Targeting ion channel TRPM7 promotes the thymic development of Regulatory T cells by increasing IL-2-dependent STAT5 activation

The thymic development of regulatory T cells (Treg), the crucial suppressors of the effector T cells (Teff), is governed by the transcription factor FOXP3. Despite the clinical significance of Treg cells, there is a dearth of druggable molecular targets capable of increasing Treg numbers in vivo. We report a surprising discovery that TRPM7 restrains Treg development by negatively regulating STAT5-dependent Foxp3 expression. The deletion of Trpm7 potentiates the thymic development of Treg cells, leads to a significantly higher frequency of functional Treg cells in the periphery and renders the mice highly resistant to T cell-dependent hepatitis.
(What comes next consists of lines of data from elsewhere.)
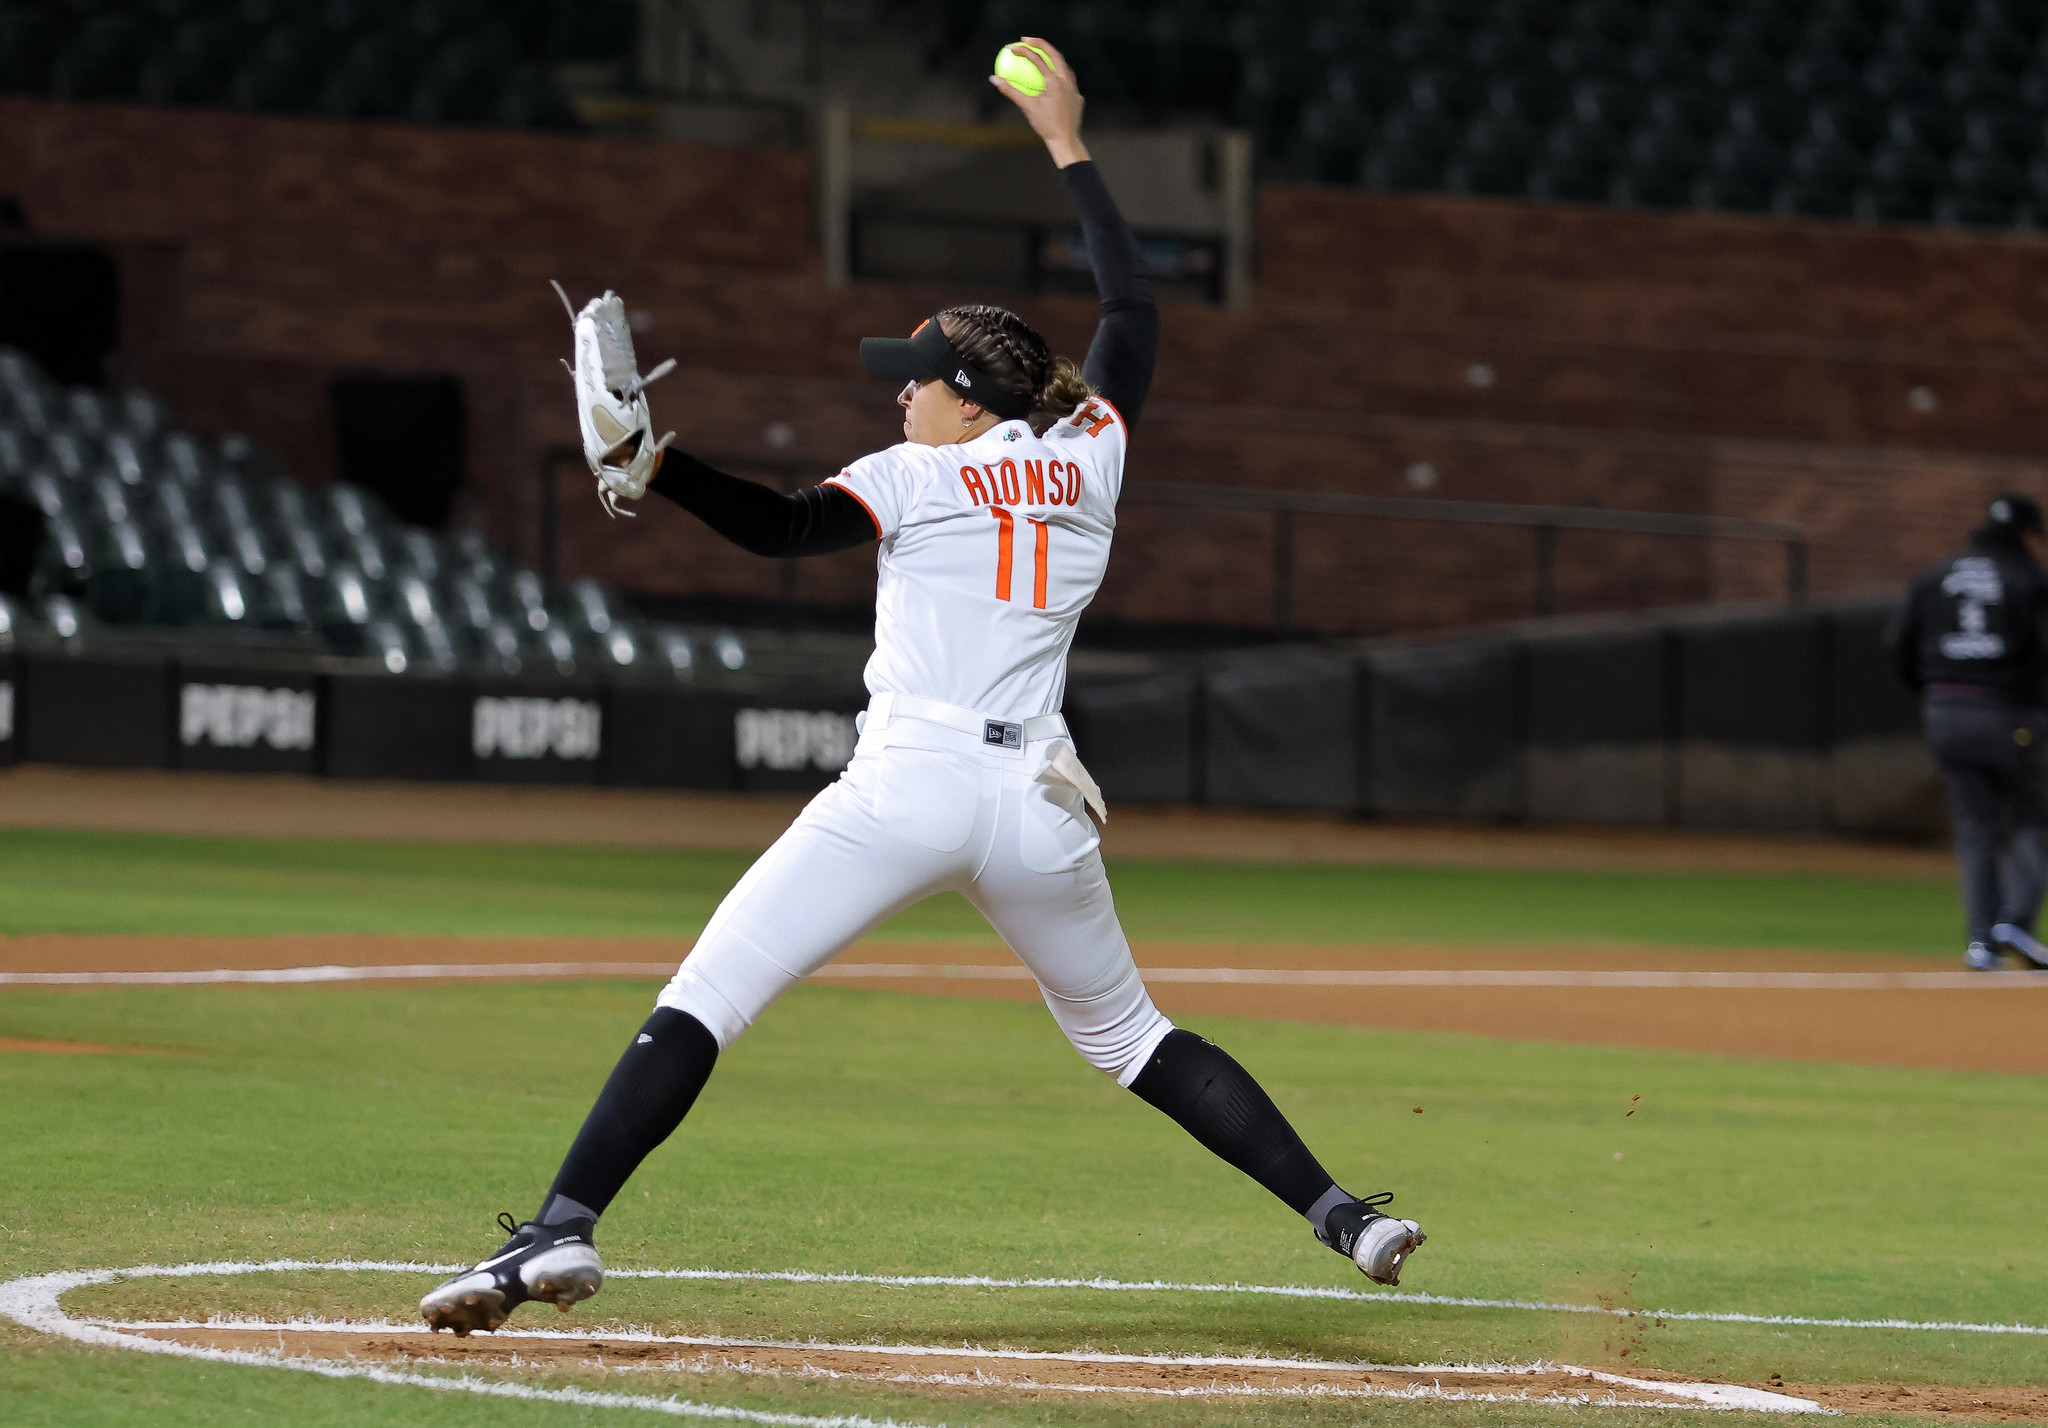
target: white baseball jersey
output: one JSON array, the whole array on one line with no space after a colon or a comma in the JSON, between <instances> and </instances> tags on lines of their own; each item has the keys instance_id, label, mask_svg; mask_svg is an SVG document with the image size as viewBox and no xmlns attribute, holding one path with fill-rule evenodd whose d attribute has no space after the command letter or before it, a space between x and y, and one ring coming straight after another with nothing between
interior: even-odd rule
<instances>
[{"instance_id":1,"label":"white baseball jersey","mask_svg":"<svg viewBox=\"0 0 2048 1428\"><path fill-rule=\"evenodd\" d=\"M1127 437L1096 397L1042 437L1017 420L956 446L904 442L826 482L882 536L868 692L1003 719L1056 712L1109 564Z\"/></svg>"}]
</instances>

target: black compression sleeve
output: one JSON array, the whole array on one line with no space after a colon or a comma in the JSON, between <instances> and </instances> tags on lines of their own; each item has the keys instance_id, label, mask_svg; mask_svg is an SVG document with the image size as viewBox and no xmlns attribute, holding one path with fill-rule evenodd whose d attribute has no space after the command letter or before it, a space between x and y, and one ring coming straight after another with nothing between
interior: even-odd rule
<instances>
[{"instance_id":1,"label":"black compression sleeve","mask_svg":"<svg viewBox=\"0 0 2048 1428\"><path fill-rule=\"evenodd\" d=\"M1251 1073L1191 1031L1166 1033L1131 1090L1298 1215L1336 1185Z\"/></svg>"},{"instance_id":2,"label":"black compression sleeve","mask_svg":"<svg viewBox=\"0 0 2048 1428\"><path fill-rule=\"evenodd\" d=\"M1081 235L1088 243L1088 262L1095 269L1095 290L1102 295L1102 320L1081 375L1108 397L1124 420L1135 422L1152 390L1152 368L1159 359L1159 304L1152 299L1152 280L1145 276L1138 237L1092 161L1060 170L1067 192L1081 215Z\"/></svg>"},{"instance_id":3,"label":"black compression sleeve","mask_svg":"<svg viewBox=\"0 0 2048 1428\"><path fill-rule=\"evenodd\" d=\"M718 1038L703 1022L657 1007L584 1118L549 1201L560 1195L602 1215L648 1152L683 1123L717 1064Z\"/></svg>"},{"instance_id":4,"label":"black compression sleeve","mask_svg":"<svg viewBox=\"0 0 2048 1428\"><path fill-rule=\"evenodd\" d=\"M785 496L674 447L647 489L755 555L827 555L881 538L874 517L851 491L807 486Z\"/></svg>"}]
</instances>

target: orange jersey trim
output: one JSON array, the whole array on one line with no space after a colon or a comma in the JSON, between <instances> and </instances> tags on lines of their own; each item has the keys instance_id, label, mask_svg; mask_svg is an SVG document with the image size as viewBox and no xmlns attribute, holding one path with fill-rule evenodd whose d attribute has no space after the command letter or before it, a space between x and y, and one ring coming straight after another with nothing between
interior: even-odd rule
<instances>
[{"instance_id":1,"label":"orange jersey trim","mask_svg":"<svg viewBox=\"0 0 2048 1428\"><path fill-rule=\"evenodd\" d=\"M844 474L846 473L840 473L840 475ZM820 486L831 486L837 490L844 491L847 495L853 497L854 500L860 501L860 492L854 490L853 487L841 481L838 476L828 476L826 479L820 481L818 484ZM875 520L875 508L873 506L870 506L866 501L860 501L860 508L868 513L869 520L875 521L875 539L880 540L882 538L882 523L880 521Z\"/></svg>"}]
</instances>

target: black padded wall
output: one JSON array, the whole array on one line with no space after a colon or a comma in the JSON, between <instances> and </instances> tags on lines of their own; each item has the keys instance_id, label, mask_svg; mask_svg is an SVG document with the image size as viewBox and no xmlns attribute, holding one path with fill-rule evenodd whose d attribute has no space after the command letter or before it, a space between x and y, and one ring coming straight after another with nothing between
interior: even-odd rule
<instances>
[{"instance_id":1,"label":"black padded wall","mask_svg":"<svg viewBox=\"0 0 2048 1428\"><path fill-rule=\"evenodd\" d=\"M1356 809L1358 666L1293 655L1202 682L1211 803Z\"/></svg>"},{"instance_id":2,"label":"black padded wall","mask_svg":"<svg viewBox=\"0 0 2048 1428\"><path fill-rule=\"evenodd\" d=\"M466 779L469 686L454 679L334 674L322 681L320 771L335 778Z\"/></svg>"},{"instance_id":3,"label":"black padded wall","mask_svg":"<svg viewBox=\"0 0 2048 1428\"><path fill-rule=\"evenodd\" d=\"M1827 734L1867 739L1920 732L1920 705L1885 653L1888 605L1837 610L1827 616Z\"/></svg>"},{"instance_id":4,"label":"black padded wall","mask_svg":"<svg viewBox=\"0 0 2048 1428\"><path fill-rule=\"evenodd\" d=\"M1067 687L1075 752L1112 802L1199 803L1200 690L1176 671Z\"/></svg>"},{"instance_id":5,"label":"black padded wall","mask_svg":"<svg viewBox=\"0 0 2048 1428\"><path fill-rule=\"evenodd\" d=\"M1681 739L1815 749L1826 736L1825 630L1813 614L1680 627Z\"/></svg>"},{"instance_id":6,"label":"black padded wall","mask_svg":"<svg viewBox=\"0 0 2048 1428\"><path fill-rule=\"evenodd\" d=\"M1828 814L1836 828L1938 838L1947 801L1920 742L1920 706L1885 652L1890 605L1827 617Z\"/></svg>"},{"instance_id":7,"label":"black padded wall","mask_svg":"<svg viewBox=\"0 0 2048 1428\"><path fill-rule=\"evenodd\" d=\"M1669 684L1660 630L1531 640L1531 818L1657 823L1667 814Z\"/></svg>"},{"instance_id":8,"label":"black padded wall","mask_svg":"<svg viewBox=\"0 0 2048 1428\"><path fill-rule=\"evenodd\" d=\"M1521 651L1505 640L1373 655L1365 735L1372 810L1521 816L1521 686Z\"/></svg>"},{"instance_id":9,"label":"black padded wall","mask_svg":"<svg viewBox=\"0 0 2048 1428\"><path fill-rule=\"evenodd\" d=\"M1828 634L1810 613L1674 632L1680 823L1827 826Z\"/></svg>"},{"instance_id":10,"label":"black padded wall","mask_svg":"<svg viewBox=\"0 0 2048 1428\"><path fill-rule=\"evenodd\" d=\"M21 757L53 764L167 768L171 672L167 665L31 655L17 701Z\"/></svg>"},{"instance_id":11,"label":"black padded wall","mask_svg":"<svg viewBox=\"0 0 2048 1428\"><path fill-rule=\"evenodd\" d=\"M733 701L676 685L612 690L603 779L643 788L739 787Z\"/></svg>"}]
</instances>

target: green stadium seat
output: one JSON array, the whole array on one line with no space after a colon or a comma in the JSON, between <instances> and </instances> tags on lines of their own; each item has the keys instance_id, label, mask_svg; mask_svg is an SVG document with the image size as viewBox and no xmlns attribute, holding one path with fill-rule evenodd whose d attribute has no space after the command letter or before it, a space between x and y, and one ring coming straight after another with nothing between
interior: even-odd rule
<instances>
[{"instance_id":1,"label":"green stadium seat","mask_svg":"<svg viewBox=\"0 0 2048 1428\"><path fill-rule=\"evenodd\" d=\"M285 25L264 35L228 85L228 102L260 113L311 113L334 47L318 25Z\"/></svg>"},{"instance_id":2,"label":"green stadium seat","mask_svg":"<svg viewBox=\"0 0 2048 1428\"><path fill-rule=\"evenodd\" d=\"M1312 104L1301 116L1292 169L1319 183L1357 183L1373 138L1371 116L1335 99Z\"/></svg>"},{"instance_id":3,"label":"green stadium seat","mask_svg":"<svg viewBox=\"0 0 2048 1428\"><path fill-rule=\"evenodd\" d=\"M1690 131L1647 124L1629 140L1615 180L1616 200L1632 208L1688 207L1705 162L1705 151Z\"/></svg>"},{"instance_id":4,"label":"green stadium seat","mask_svg":"<svg viewBox=\"0 0 2048 1428\"><path fill-rule=\"evenodd\" d=\"M343 118L396 119L412 110L426 51L411 29L395 26L357 37L320 92L322 113Z\"/></svg>"},{"instance_id":5,"label":"green stadium seat","mask_svg":"<svg viewBox=\"0 0 2048 1428\"><path fill-rule=\"evenodd\" d=\"M1935 194L1946 178L1941 161L1926 149L1888 142L1871 156L1862 207L1880 222L1925 223L1934 217Z\"/></svg>"},{"instance_id":6,"label":"green stadium seat","mask_svg":"<svg viewBox=\"0 0 2048 1428\"><path fill-rule=\"evenodd\" d=\"M1950 187L1937 205L1943 221L1972 228L2010 228L2022 216L2027 177L2000 153L1964 150L1949 165Z\"/></svg>"},{"instance_id":7,"label":"green stadium seat","mask_svg":"<svg viewBox=\"0 0 2048 1428\"><path fill-rule=\"evenodd\" d=\"M1428 193L1444 186L1446 167L1458 140L1443 115L1404 108L1389 115L1363 170L1371 188L1392 193Z\"/></svg>"},{"instance_id":8,"label":"green stadium seat","mask_svg":"<svg viewBox=\"0 0 2048 1428\"><path fill-rule=\"evenodd\" d=\"M1769 135L1730 129L1708 151L1700 202L1735 213L1768 213L1784 176L1784 151Z\"/></svg>"},{"instance_id":9,"label":"green stadium seat","mask_svg":"<svg viewBox=\"0 0 2048 1428\"><path fill-rule=\"evenodd\" d=\"M134 99L157 36L140 15L115 11L86 22L50 65L59 99Z\"/></svg>"},{"instance_id":10,"label":"green stadium seat","mask_svg":"<svg viewBox=\"0 0 2048 1428\"><path fill-rule=\"evenodd\" d=\"M151 104L225 105L252 44L244 26L226 20L181 25L143 65L138 91Z\"/></svg>"},{"instance_id":11,"label":"green stadium seat","mask_svg":"<svg viewBox=\"0 0 2048 1428\"><path fill-rule=\"evenodd\" d=\"M434 51L413 86L413 117L433 124L492 122L515 58L511 38L502 30L479 30L448 41Z\"/></svg>"},{"instance_id":12,"label":"green stadium seat","mask_svg":"<svg viewBox=\"0 0 2048 1428\"><path fill-rule=\"evenodd\" d=\"M1605 202L1613 191L1621 144L1613 131L1570 118L1552 127L1530 191L1574 203Z\"/></svg>"},{"instance_id":13,"label":"green stadium seat","mask_svg":"<svg viewBox=\"0 0 2048 1428\"><path fill-rule=\"evenodd\" d=\"M64 37L55 15L27 5L0 6L0 94L47 94Z\"/></svg>"},{"instance_id":14,"label":"green stadium seat","mask_svg":"<svg viewBox=\"0 0 2048 1428\"><path fill-rule=\"evenodd\" d=\"M1513 115L1481 114L1472 121L1452 162L1449 187L1497 197L1526 194L1539 139L1534 128Z\"/></svg>"},{"instance_id":15,"label":"green stadium seat","mask_svg":"<svg viewBox=\"0 0 2048 1428\"><path fill-rule=\"evenodd\" d=\"M1884 137L1884 111L1860 99L1831 99L1807 113L1807 127L1817 139L1867 154Z\"/></svg>"},{"instance_id":16,"label":"green stadium seat","mask_svg":"<svg viewBox=\"0 0 2048 1428\"><path fill-rule=\"evenodd\" d=\"M1803 139L1792 150L1786 206L1810 218L1848 218L1863 172L1863 155L1850 145L1819 135Z\"/></svg>"}]
</instances>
The deletion of Trpm7 or the inhibition of TRPM7 channel activity by the FDA-approved prodrug FTY720, increases IL-2 sensitivity through a feed forward positive feedback loop involving high IL-2Ra expression and STAT5 activation. Enhanced IL-2 signaling increases the expression of Foxp3 in thymocytes and promotes the development of Treg cells. Thus, TRPM7 emerges as the first ion channel that can be drugged to increase Treg numbers, revealing a novel pharmacological path toward the induction of immune tolerance.